Ukraine Envoy To U.S. Says Replacement Should Come As Soon As Possible

Valeriy Chaly, acting ambassador of Ukraine to the United States.

WASHINGTON -- Valeriy Chaly, Ukraine’s outgoing ambassador in Washington, says that given the importance of the United States as a country, his replacement “should come sooner than later.”

In a July 21 interview with Voice of America, Chaly said his dismissal by presidential decree on July 19 “was absolutely normal” because the requisite four years tenure for his post had expired.

“This wasn’t news for me,” Chaly said. “As the acting ambassador, I’m ready to as soon as possible submit the new candidate here for approval by the U.S. government. If this is done quickly then that is the right way to do it.”

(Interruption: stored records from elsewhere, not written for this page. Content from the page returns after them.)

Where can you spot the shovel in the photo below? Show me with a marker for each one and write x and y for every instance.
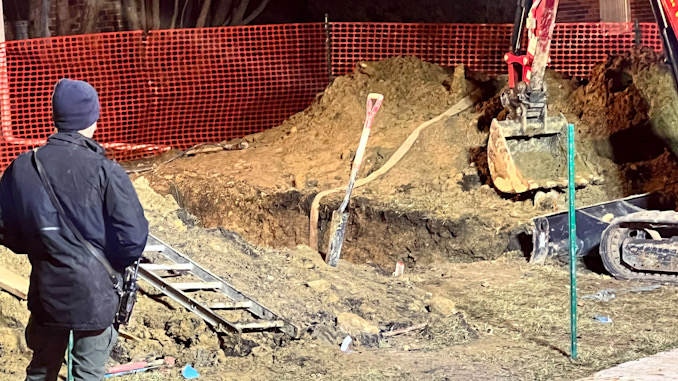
(339, 216)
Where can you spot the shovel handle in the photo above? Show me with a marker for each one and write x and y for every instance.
(374, 101)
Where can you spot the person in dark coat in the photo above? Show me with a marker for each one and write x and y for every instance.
(70, 290)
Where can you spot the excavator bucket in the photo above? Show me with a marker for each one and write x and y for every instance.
(524, 156)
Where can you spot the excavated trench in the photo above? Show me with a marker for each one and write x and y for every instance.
(438, 203)
(375, 233)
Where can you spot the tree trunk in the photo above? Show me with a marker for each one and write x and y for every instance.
(131, 14)
(156, 14)
(175, 14)
(221, 12)
(149, 14)
(255, 12)
(239, 13)
(63, 27)
(186, 12)
(142, 15)
(203, 14)
(90, 15)
(38, 16)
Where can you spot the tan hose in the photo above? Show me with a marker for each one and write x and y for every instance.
(462, 105)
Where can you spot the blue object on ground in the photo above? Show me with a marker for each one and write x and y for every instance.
(189, 372)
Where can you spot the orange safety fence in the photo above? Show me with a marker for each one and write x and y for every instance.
(176, 88)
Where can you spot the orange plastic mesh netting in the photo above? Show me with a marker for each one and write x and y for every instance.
(176, 88)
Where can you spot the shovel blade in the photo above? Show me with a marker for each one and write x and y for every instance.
(337, 230)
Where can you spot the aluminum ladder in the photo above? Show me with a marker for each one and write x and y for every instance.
(176, 264)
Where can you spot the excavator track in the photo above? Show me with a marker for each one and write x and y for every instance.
(642, 246)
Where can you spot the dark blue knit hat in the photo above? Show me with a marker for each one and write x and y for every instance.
(75, 105)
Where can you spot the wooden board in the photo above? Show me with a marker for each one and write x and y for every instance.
(13, 283)
(660, 367)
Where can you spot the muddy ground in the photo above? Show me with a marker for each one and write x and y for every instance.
(488, 314)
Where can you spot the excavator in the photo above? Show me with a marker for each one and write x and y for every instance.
(636, 237)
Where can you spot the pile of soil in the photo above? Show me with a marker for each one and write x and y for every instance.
(436, 204)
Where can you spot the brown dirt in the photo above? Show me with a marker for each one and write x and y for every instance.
(511, 320)
(436, 206)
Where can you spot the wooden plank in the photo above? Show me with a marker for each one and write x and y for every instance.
(13, 283)
(660, 367)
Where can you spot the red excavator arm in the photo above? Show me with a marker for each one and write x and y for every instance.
(526, 68)
(666, 15)
(538, 17)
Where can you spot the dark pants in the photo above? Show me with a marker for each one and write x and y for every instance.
(90, 352)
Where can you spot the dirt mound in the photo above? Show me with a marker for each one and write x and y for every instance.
(264, 192)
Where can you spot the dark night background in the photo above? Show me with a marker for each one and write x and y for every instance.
(429, 11)
(300, 11)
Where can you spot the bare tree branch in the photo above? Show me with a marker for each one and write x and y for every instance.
(175, 14)
(203, 14)
(255, 12)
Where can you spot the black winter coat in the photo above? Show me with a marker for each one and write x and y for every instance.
(69, 287)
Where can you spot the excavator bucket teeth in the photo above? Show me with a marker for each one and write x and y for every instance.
(524, 157)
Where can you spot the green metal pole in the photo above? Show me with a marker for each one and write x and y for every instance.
(70, 356)
(573, 241)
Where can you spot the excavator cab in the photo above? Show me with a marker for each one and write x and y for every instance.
(528, 151)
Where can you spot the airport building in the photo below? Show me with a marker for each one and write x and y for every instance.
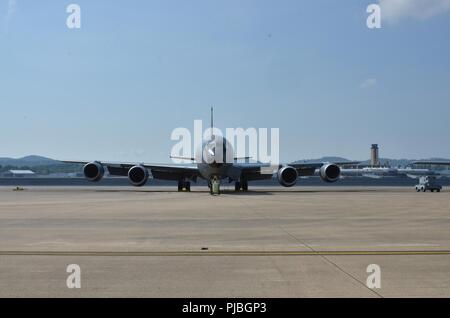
(374, 156)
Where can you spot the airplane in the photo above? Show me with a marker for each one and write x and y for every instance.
(212, 168)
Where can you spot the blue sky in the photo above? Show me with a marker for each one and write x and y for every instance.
(116, 88)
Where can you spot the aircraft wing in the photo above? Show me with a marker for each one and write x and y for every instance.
(252, 171)
(158, 171)
(427, 162)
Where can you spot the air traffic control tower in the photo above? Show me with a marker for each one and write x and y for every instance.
(374, 156)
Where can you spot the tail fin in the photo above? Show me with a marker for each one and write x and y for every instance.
(212, 122)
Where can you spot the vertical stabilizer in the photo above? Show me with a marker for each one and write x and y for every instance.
(212, 122)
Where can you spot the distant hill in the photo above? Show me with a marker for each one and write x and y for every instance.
(28, 161)
(40, 165)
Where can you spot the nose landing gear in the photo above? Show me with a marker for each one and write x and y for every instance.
(184, 186)
(214, 186)
(241, 185)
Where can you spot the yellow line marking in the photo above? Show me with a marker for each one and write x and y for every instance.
(222, 253)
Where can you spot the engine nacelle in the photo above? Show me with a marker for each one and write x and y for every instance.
(94, 171)
(330, 172)
(138, 176)
(287, 176)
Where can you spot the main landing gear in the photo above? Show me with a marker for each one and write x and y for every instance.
(241, 185)
(184, 186)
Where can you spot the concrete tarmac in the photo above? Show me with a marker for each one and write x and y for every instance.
(269, 242)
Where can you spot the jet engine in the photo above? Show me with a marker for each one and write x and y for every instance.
(93, 171)
(287, 176)
(330, 172)
(138, 176)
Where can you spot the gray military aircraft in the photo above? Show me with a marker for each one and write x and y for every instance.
(213, 166)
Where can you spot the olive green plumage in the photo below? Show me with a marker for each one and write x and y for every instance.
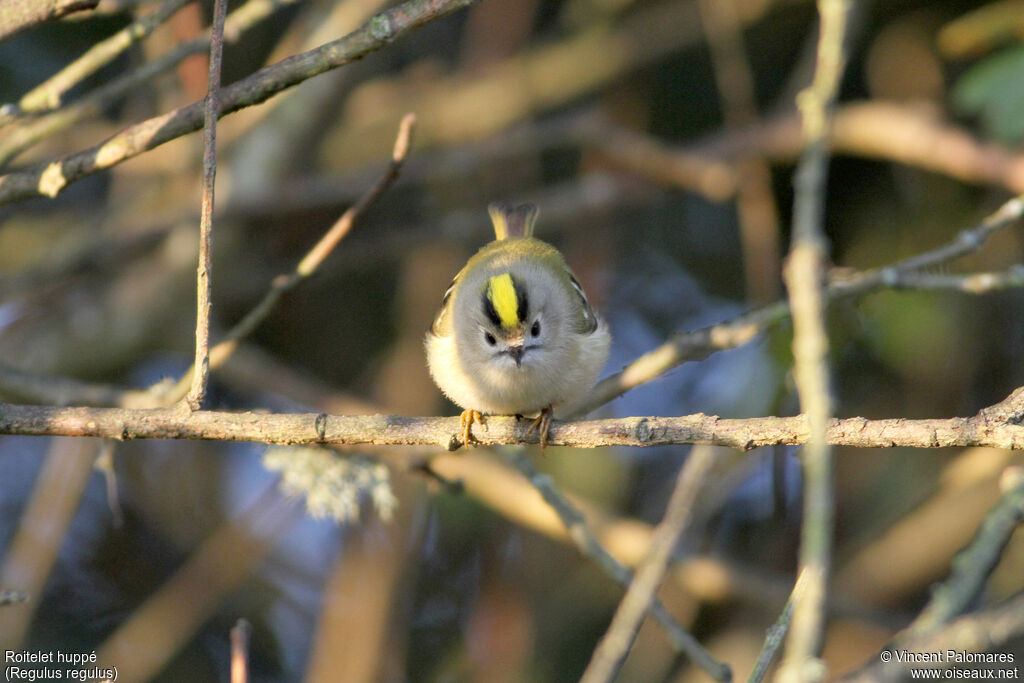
(515, 334)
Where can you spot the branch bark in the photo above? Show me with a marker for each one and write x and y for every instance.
(49, 179)
(18, 15)
(996, 429)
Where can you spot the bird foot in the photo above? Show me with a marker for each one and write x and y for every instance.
(542, 424)
(466, 424)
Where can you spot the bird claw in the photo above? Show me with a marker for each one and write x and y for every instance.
(543, 425)
(466, 424)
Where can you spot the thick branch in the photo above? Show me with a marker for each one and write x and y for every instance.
(399, 430)
(49, 179)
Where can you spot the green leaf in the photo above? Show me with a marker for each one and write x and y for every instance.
(993, 90)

President Volodymyr Zelenskiy dismissed him and 11 other ambassadors on July 19, including the envoys to Morocco, South Africa, and Armenia.

Chaly has represented Ukraine since July 2015 and helped gain support for sanctions to be imposed and periodically extended on Russia for illegally annexing Kyiv’s Crimean peninsula in 2014 and for backing pro-Kremlin separatists in the easternmost regions of Donetsk and Luhansk.

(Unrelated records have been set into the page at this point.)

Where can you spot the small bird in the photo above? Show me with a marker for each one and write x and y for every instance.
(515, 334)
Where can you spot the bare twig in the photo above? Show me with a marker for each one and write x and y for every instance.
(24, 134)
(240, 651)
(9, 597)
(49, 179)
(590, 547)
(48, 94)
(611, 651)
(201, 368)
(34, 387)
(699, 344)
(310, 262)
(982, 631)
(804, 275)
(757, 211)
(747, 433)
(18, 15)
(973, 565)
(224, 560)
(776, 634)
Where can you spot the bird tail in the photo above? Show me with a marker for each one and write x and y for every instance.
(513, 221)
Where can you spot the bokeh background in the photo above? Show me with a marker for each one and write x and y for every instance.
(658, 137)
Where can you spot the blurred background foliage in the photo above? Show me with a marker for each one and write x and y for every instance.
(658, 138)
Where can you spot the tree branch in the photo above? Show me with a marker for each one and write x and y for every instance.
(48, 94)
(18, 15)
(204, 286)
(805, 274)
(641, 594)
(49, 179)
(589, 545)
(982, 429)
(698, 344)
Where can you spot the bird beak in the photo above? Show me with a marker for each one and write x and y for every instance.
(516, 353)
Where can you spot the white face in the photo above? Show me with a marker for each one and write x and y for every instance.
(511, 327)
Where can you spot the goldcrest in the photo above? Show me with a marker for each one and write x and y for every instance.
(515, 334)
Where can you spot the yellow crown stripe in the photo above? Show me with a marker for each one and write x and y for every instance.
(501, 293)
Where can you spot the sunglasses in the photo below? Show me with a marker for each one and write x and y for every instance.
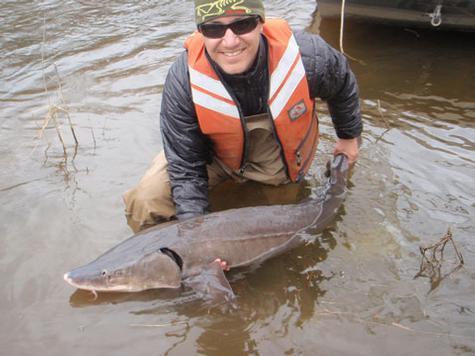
(240, 27)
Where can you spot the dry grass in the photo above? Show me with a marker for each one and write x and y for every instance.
(433, 260)
(57, 112)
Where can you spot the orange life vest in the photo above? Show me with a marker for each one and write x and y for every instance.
(289, 102)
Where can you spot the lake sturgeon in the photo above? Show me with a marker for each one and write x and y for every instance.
(188, 252)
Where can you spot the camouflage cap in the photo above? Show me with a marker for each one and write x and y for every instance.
(206, 10)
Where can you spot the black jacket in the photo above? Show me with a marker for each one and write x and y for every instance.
(188, 151)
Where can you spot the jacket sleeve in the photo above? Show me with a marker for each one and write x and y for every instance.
(186, 148)
(331, 79)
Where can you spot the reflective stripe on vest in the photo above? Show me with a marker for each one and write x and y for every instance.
(289, 102)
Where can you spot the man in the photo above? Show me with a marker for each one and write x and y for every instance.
(239, 104)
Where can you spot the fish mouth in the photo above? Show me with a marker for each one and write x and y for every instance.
(89, 287)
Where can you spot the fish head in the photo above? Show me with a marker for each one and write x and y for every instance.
(157, 269)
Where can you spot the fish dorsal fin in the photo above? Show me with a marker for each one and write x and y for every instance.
(212, 284)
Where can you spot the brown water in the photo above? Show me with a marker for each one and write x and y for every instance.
(351, 292)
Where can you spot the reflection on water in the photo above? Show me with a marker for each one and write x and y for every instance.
(350, 292)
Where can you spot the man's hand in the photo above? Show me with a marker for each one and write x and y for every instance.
(349, 147)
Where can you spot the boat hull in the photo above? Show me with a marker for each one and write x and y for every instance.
(456, 15)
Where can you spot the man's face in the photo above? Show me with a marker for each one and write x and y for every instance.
(233, 53)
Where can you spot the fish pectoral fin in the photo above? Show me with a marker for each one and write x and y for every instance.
(212, 284)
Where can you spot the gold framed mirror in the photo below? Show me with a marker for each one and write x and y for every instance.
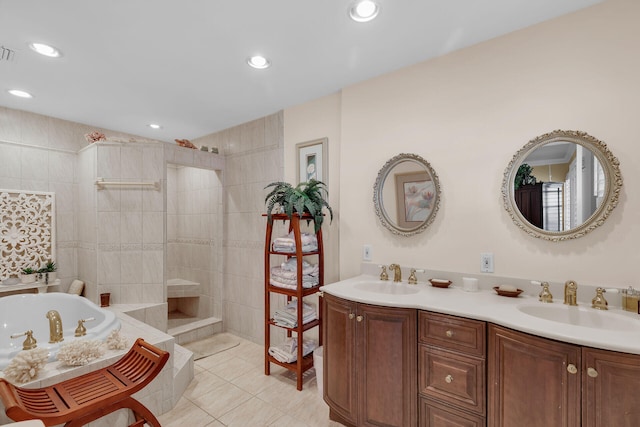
(406, 194)
(561, 185)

He also pushed for the United States to continue providing technical assistance and lethal weapons to combat the Russian-supplied militants in the Donbas where an armed conflict has raged since April 2014, killing more than 13,000 people.

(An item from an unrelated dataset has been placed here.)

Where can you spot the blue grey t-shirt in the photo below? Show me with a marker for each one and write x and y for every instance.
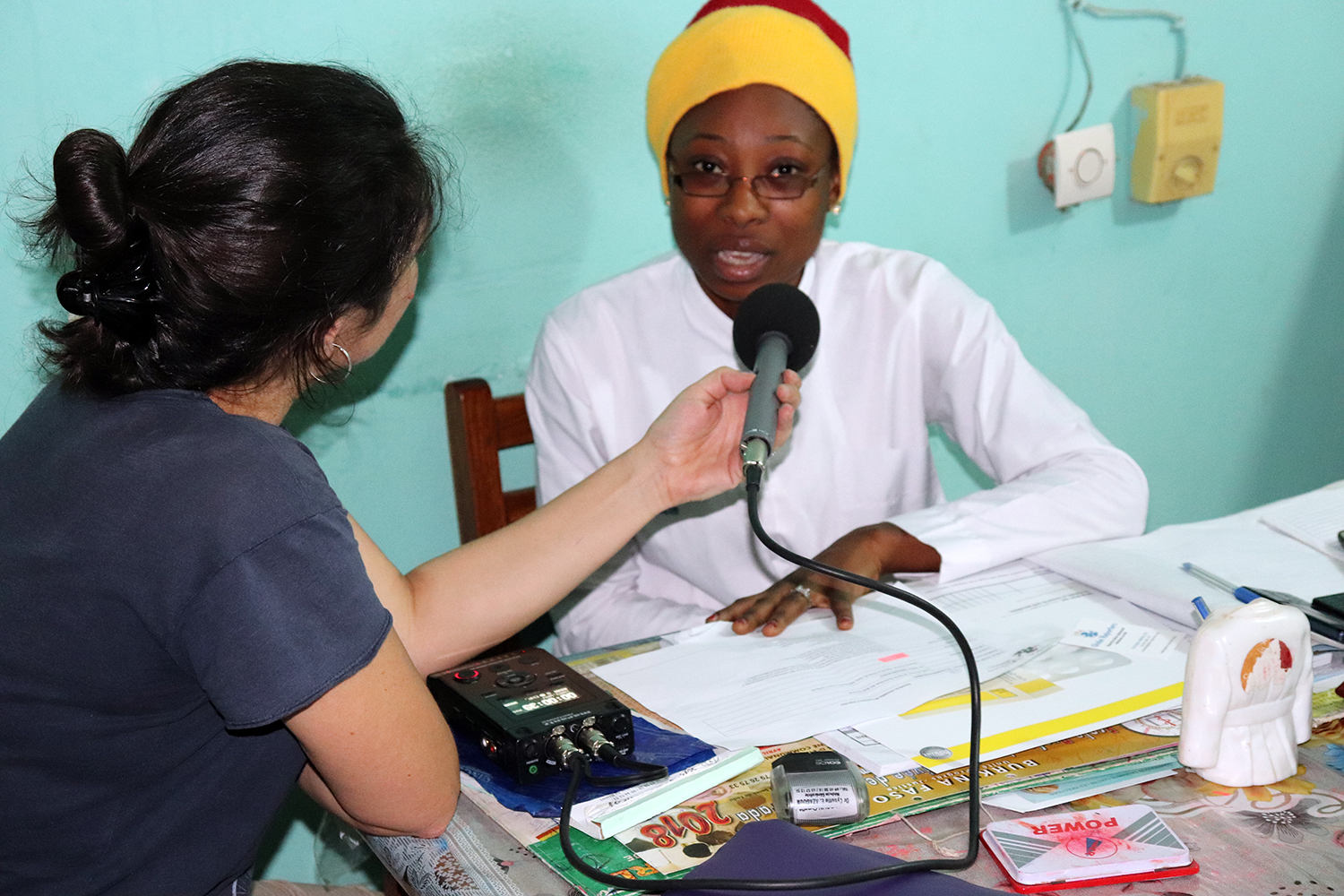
(174, 582)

“In general, I’m satisfied, I will leave with pride and my head up high,” he told Voice of America.

Prior to his appointment, he was briefly deputy head of ex-President Petro Poroshenko's office. In 2006-2009 and 2010-2014, Chaly was the deputy director general of the leading Razumkov Center policy center in Kyiv.

In April 2010, he resigned as deputy foreign affairs minister after occuyping that post for six months in protest of the security policy that former President Viktor Yanukovych pursued.